Minyatür resmin kişisel üslubu tıpkı Çin Pekin Operası gibi oldukça
stilize edilmiştir.Pekin Operasında belli bir ustanın şarkı söyleme tarzı
herkes tarafından kabul edilerek gelecek nesillere örnek alınacak bir model
haline gelir.Örneğin Pekin Operasında Mei Lanfang "Mei okulu şarkı
söylüyor", Cheng Yanqiu'nun "Cheng okulu şarkı söylüyor".
Minyatür resimler de türlere ayrılmıştır ve daha büyük etkiye sahip okullar
arasında Herat Okulu, Tebriz Okulu, Kazvin Okulu, Buhara Okulu, Şiraz Okulu ve
İsfahan Okulu, Osmanlı Okulu, Ejidu Okulu vb . Kişisel bir tarz yoksa, bir türe sahip olmak imkansızdır.
17.
yüzyılda Avrupa resminin minyatür resmi
üzerindeki etkisi altında bazı ressamlar da Avrupa resminin tekniklerini
değiştirmeye ve özümsemeye çalıştılar ("Benim Adım Kırmızı"

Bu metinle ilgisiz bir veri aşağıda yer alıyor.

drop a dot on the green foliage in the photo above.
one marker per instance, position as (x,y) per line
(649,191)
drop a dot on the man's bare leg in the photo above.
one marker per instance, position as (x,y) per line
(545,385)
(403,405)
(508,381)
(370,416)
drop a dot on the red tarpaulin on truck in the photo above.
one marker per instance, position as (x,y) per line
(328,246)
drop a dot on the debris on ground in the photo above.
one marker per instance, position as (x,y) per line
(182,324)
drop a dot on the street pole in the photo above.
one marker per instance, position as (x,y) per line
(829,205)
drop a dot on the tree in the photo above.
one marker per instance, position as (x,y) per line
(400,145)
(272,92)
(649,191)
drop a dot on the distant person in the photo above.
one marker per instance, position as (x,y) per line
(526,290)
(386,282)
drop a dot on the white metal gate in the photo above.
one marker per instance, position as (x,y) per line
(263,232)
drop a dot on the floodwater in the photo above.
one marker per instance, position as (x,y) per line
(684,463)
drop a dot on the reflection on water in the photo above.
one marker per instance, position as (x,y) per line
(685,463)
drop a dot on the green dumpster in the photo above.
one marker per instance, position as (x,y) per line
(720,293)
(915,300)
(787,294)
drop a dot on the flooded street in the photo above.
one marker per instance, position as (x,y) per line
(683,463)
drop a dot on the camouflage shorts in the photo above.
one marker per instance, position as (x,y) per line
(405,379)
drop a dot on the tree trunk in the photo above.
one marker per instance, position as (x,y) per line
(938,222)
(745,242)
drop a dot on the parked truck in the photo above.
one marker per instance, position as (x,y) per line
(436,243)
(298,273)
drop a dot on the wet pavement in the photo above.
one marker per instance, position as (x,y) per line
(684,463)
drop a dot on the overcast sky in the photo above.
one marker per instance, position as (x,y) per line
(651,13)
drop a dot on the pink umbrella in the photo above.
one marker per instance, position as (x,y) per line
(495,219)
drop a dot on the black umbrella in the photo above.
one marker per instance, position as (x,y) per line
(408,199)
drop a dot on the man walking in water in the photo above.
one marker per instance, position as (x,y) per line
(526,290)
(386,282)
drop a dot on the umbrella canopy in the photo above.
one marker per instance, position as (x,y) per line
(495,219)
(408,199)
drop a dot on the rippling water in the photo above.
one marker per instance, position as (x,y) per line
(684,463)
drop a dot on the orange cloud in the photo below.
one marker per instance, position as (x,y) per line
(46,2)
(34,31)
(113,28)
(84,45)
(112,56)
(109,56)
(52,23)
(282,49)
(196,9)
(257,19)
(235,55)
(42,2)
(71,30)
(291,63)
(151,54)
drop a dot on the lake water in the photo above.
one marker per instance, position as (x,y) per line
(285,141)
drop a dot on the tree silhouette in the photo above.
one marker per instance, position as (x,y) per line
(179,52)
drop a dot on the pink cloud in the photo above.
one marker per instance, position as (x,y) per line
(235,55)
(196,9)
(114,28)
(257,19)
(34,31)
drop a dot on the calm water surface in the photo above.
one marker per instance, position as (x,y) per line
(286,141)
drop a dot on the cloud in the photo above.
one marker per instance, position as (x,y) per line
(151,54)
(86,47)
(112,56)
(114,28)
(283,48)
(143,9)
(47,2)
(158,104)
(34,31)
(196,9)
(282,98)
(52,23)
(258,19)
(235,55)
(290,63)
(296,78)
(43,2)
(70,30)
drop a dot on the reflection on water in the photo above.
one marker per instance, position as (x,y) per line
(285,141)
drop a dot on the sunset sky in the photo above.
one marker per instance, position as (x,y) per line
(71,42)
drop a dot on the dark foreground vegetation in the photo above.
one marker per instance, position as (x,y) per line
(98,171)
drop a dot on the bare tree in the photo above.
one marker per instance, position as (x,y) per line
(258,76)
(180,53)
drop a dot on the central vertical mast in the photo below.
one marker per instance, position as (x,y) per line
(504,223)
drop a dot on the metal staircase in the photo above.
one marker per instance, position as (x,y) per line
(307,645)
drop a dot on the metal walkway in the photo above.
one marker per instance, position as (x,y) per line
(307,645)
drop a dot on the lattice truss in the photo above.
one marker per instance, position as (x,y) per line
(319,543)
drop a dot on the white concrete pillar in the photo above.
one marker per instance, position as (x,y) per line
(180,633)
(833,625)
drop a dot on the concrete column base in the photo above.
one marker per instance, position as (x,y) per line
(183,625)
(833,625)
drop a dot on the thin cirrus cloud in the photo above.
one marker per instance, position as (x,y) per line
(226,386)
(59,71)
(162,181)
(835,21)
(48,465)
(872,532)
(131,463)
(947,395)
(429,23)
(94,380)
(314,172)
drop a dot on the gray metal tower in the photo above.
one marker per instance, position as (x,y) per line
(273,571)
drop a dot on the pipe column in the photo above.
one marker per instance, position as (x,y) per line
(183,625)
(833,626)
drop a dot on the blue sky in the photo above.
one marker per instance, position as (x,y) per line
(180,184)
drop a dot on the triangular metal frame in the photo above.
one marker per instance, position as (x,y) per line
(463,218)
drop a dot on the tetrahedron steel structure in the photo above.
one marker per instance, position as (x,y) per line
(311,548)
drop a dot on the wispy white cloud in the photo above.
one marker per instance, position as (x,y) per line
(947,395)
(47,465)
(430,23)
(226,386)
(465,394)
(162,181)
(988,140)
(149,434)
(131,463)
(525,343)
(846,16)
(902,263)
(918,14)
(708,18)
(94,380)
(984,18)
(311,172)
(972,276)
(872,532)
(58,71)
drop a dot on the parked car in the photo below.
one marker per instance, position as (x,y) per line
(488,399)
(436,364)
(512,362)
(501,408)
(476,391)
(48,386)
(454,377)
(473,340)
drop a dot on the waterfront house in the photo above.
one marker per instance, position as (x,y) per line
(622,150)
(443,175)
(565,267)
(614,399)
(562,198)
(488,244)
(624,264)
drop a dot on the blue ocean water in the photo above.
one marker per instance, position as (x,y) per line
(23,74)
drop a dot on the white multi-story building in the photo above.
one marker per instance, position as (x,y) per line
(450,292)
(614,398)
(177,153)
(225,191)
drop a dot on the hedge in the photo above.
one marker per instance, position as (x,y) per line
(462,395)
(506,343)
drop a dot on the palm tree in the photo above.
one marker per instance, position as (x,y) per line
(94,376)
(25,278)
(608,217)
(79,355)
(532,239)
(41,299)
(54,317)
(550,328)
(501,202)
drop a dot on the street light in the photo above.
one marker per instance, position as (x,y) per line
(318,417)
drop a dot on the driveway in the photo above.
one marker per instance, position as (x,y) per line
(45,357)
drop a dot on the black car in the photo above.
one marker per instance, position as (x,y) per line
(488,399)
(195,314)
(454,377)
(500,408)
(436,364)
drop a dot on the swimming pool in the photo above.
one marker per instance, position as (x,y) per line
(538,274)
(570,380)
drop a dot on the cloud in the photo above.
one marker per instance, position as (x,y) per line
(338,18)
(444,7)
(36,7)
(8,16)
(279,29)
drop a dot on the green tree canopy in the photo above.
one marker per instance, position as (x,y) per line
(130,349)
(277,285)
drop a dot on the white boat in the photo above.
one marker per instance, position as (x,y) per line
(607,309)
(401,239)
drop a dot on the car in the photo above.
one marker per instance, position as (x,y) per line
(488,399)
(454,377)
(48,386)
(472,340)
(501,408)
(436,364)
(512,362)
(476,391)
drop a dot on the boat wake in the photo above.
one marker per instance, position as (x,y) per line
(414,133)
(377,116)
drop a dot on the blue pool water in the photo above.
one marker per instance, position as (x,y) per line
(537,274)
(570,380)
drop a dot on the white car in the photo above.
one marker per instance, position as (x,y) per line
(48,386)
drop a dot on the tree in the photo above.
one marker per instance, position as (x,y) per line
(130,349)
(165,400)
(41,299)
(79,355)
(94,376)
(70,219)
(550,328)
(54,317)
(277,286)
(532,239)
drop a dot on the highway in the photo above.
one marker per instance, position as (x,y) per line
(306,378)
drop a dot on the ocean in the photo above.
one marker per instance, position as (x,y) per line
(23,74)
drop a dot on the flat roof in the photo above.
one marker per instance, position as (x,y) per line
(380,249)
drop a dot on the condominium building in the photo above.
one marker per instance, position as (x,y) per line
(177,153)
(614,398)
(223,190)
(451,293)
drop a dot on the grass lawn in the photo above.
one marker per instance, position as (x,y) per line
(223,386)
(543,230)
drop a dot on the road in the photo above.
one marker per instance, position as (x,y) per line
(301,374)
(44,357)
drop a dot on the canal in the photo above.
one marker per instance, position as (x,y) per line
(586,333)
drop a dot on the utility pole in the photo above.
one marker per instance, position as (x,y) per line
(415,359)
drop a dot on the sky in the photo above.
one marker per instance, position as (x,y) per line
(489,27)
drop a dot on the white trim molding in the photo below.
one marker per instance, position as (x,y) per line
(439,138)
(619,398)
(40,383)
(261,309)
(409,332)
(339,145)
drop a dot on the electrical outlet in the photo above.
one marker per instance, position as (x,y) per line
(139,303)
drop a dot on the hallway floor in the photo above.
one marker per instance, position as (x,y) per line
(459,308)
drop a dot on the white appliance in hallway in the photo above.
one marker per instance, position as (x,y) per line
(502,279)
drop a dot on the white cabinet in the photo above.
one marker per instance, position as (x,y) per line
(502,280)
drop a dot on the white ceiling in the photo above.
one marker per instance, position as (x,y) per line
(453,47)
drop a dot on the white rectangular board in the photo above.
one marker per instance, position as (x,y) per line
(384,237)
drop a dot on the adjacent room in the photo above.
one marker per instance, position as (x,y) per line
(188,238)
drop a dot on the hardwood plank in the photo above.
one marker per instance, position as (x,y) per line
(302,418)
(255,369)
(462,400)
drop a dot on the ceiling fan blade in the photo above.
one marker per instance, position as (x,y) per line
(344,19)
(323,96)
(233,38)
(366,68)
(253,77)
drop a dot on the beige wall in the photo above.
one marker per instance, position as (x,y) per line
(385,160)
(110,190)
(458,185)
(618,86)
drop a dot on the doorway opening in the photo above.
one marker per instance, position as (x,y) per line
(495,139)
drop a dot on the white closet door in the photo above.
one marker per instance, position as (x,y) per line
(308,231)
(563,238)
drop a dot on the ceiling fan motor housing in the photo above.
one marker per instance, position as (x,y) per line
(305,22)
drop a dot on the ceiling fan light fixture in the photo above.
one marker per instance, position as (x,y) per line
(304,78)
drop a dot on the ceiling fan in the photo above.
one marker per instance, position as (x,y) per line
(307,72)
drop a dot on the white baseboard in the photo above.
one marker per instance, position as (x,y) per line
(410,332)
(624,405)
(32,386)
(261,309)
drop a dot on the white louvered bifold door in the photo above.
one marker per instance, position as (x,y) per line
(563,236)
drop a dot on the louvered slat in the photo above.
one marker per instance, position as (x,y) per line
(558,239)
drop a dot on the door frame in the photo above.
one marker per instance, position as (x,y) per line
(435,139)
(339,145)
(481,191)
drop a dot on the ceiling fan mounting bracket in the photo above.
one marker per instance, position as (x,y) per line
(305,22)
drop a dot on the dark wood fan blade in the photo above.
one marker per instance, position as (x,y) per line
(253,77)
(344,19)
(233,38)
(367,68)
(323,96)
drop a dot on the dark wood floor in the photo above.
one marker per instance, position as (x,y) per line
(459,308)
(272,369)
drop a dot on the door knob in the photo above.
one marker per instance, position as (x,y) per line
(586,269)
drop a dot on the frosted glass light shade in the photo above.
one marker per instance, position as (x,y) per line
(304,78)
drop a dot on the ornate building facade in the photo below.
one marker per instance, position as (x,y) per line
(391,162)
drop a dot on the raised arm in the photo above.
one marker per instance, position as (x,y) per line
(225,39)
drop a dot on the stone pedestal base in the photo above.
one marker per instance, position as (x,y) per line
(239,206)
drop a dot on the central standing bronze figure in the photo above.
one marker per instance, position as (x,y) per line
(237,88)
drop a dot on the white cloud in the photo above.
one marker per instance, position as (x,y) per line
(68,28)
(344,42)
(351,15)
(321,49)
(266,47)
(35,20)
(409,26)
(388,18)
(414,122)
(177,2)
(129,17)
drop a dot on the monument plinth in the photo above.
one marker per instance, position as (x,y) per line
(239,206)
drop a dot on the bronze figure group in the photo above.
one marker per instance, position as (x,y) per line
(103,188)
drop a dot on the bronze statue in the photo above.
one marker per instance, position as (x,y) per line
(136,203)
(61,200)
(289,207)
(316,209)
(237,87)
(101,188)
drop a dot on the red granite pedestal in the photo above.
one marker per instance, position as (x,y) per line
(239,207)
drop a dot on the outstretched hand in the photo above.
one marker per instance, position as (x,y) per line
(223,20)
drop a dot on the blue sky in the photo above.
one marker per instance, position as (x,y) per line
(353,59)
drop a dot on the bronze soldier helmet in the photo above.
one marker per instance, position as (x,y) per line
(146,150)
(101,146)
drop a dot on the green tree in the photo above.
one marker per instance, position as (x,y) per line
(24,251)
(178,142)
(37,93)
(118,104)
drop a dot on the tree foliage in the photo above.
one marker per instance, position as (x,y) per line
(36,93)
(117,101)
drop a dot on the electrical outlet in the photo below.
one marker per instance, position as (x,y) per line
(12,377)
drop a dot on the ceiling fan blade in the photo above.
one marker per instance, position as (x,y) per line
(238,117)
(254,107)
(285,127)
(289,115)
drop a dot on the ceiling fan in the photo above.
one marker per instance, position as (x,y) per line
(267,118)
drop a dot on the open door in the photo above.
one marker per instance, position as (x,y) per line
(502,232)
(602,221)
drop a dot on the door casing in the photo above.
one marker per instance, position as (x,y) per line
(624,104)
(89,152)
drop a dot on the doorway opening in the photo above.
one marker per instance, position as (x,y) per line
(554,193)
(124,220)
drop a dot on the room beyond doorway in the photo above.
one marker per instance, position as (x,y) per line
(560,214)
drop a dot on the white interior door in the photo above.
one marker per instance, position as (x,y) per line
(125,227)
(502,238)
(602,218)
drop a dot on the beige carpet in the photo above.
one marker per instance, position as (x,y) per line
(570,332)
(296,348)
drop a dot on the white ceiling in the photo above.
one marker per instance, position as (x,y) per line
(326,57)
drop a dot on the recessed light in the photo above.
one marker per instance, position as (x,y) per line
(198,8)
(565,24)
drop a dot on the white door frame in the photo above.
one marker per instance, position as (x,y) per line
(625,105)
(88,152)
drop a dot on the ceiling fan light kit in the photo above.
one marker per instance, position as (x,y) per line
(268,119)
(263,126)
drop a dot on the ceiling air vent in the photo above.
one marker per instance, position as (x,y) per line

romanındaki amca değişimi savunan temsilcidir). Daha sonra minyatürler ,
özellikle "İsfahan Mektebi" figürlü resimleri görülmektedir. Minyatür
sanatı, Osmanlı İmparatorluğu'nda sahneden silinse de İran'da inatla varlığını
sürdürmüştür.Bu, İran kültürünün bağımsızlığını ve azmini yansıtmakla birlikte,
İran kültürünün ustalık sahibi özelliklerini de yansıtmaktadır. İran'ın İslam'ı
kabul ettikten sonra İslam'ı İranlaştırmasına neden olan bu özelliğidir; aynı
zamanda modern İran minyatür resimlerinin, Tanrı'nın bakış açısından resme
bakış açısının insan perspektifine indirgenmesini kabul ederken, resme bakış
açısını güçlendirmesini sağlayan da bu özelliktir. Renklerin kullanımındaki
"yüce ilke" ve fırça işçiliğinin inceliği ve karmaşıklığı, İran modern
minyatür resimlerini daha güzel ve güçlü bir görsel etkiye sahip kılıyor ve
güçlendirilmiş "yüce ilke", minyatür resimler tarafından taşınan
geleneksel din kültürünü yapıyor. aynısı. Bu nedenle, milletin dini ve kültürel
geleneklerine dayanan İran minyatür resmi, belli bir resim sanatının bir vasal
veya kolu olmaktan çıkıp, kendine özgü resim perspektifi, mekan anlatımı,
stilize özellikleri ve renk uygulamasıyla bağımsız bir resim sanatı haline
gelmiştir. İslam dünyasında bir sanat mucizesi olduğu söylenebilir.
Referanslar:
[1]
L. Binion Asya Sanatında İnsan Ruhu [M] .Çeviren Sun Naixiu .Shenyang: Liaoning People's
Publishing House, 1988 .
[2]
Danner Sanat Felsefesi [M] Fu Lei Çeviren Guilin: Guangxi Normal University
Press , 2000.
[3]
Moravi ( Rumi ).The Complete Works of Masnavi [M] .Çevre : Mu Hongyan ve diğerleri.Çangşa :
Hunan Edebiyatı ve Sanatı Yayınevi,
2002.
[4]
Orhan Pamuk.Benim adım Hong [M] .Çevre: Shen
Zhixing.Shanghai :
Century Publishing Group Shanghai People's Publishing House, 2006.
[5]
Fan Meng, Doğu Sanatı Tarihi [M] , Pekin: Çin Gençlik Yayınevi , 1996.
[6]
AM Kevorkian ,
JP Sicre. İllüzyon
Bahçesi— Yedi Yüz Yıllık İran Minyatür Resmi [M]. Parr Çeviren: Wiz
Marzbon Tahran
: Farjani Yayınevi
, 1998
.
[7]
Çeviren Ma Jian
. Kuran [M] . Beijing: China Social Sciences
Press ,
1996.
İngilizce
Çeviri :潘文竹
İran
Minyatür Resimlerinin İslami Yasallığı Üzerine
(Yabancı
Edebiyat Araştırma Enstitüsü, Çin Sosyal Bilimler Akademisi, Pekin 100732, Çin
)
Özet:
İran
minyatür resimlerinde kavram ve kuram olarak tasavvuf vardır ve ruh gözü
kullanılarak, mesafe ve parlaklık gözetilmeksizin resmedilecek nesnenin
"kökeni" algılanır. Amaçları, Allah'ın dünyayı yarattığı
"blueprint"i, resmedilecek nesnelerin evrenselliğine dikkat ederek ve
böylece bariz bir formülleştirme göstererek tasvir etmektir. Renkleri
kullanırken "yücelik" ilkesini benimserler ve renkli dünyayı Allah'ın
gözünde tasvir ederler. Bu ressamlar, kuş bakışı alarak ve tasavvufun
"insan ile Allah arasındaki uyum" teorisini kullanarak, bireysel ruhu
mutlak ile birleştirir. Allah'ın ruhu, böylece İslam'ın meşruiyetini kazanıyor.
Anahtar
Kelimeler: İran
minyatür resmi; mekan kavramı; formüle etme; renk kullanımı; bireysel tarz;
İslami yasallık
( 97. Yıl Fotoğrafı )
(Asya ve Afrika
Çalışmaları Okulu, Beijing Yabancı Çalışmalar Üniversitesi, Pekin 100089, Çin )
Özet:
Hollanda
kültürü, 1658'den 1815'e kadar Sri Lanka'nın kıyı bölgelerinde derin bir
kolonyal iz bıraktı. Sri Lanka kültürü üzerindeki bu iz, dili, hukuk sistemi,
dili vb. ve Sri Lanka'daki sömürge döneminde geliştirildi. Bu nedenle Hollanda
kültürü hala Sri Lanka'nın birçok sosyal yönünü etkilemektedir.
Anahtar
Kelimeler: Hollanda
kültürü; Galle; Sinhalese; Burgher
Not: Bazen Büyük Dosyaları tarayıcı açmayabilir...İndirerek okumaya Çalışınız.